U scholars find malaria-resistant gene

Mosquitoes with the disease-related gene could be eliminated through screening.

Elena Rozwadowski

Every year the warm, damp summer days bring the return of what many call the Minnesota state bird, the mosquito. While the pesky insect can ruin a picnic or a fishing trip, Minnesota mosquitoes do not carry the diseases they do on other continents, infecting and killing millions each year.

Soon, however, those disease-carrying mosquitoes could be eliminated with the help of University scientists’ discovery of a new malaria-resistant gene found in some of the insects.

Research co-author Ken Vernick said the mosquito research began because the insects can be a target for prevention.

“Malaria is a disease that requires the involvement of three organisms: the malaria parasite, the human host and the mosquito host,” Vernick said.

The disease, he said, can be passed from one person to another through a mosquito.

“If you interrupt the life cycle of the parasite in either host, you block the transmission,” he said.

The new research is one of the efforts in the United States to combat malaria. In June 2005, for example, President George W. Bush introduced a plan to help treat and prevent malaria in Africa, increasing malaria treatment and prevention funds by more than $1.2 billion over the next five years.

“The toll of malaria is even more tragic because the disease itself is highly treatable and preventable,” Bush said when he introduced the plan. “Large-scale action can defeat this disease in whole regions.”

Vernick’s research suggests that some mosquitoes have an immune system that resists the parasite. Those that are not resistant might have a defective system.

“Most (mosquitoes) are resistant,” Vernick said. “What that means, then, is that the susceptible ones are basically the mutants.”

Malaria kills an estimated 700,000 to 2.7 million people each year, 75 percent of those being African children. While the disease usually exists in countries with more tropical climates, there were 1,337 reported cases in the United States in 2002, according to the Centers for Disease Control and Prevention.

Eventually the findings could be used to eliminate mutant mosquitoes from the gene pool, although this could be logistically very difficult.

“Anything in malaria is complicated,” Vernick said. “If you get scared away by logistical difficulty, it’s not a disease you can work on.”

One option, he said, could be the use of a fungus that does not infect humans but that can make insects sick. If the malaria-susceptible mosquitoes are also affected by the fungus, they could be killed off or at least be made sick enough to stop laying eggs.

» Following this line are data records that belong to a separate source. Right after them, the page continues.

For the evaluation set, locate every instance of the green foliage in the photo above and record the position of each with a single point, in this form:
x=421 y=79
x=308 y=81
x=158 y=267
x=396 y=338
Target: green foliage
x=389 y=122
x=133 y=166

Dr. Jasjit Ahluwalia from the School of Public Health said these initiatives are important, especially when it comes to educating the poverty-stricken populations that are most affected by diseases like malaria.

“Malaria is a deadly killer and it’s very preventable,” Ahluwalia said. “There’s no reason it has to be that way.”

Vernick’s research is not connected with Bush’s plan, but he said the new information could be a key to fighting the disease.

“In the future we’ll be able to detect which (mosquitoes) are susceptible, for example, with a DNA test,” Vernick said. “It makes the target much smaller.”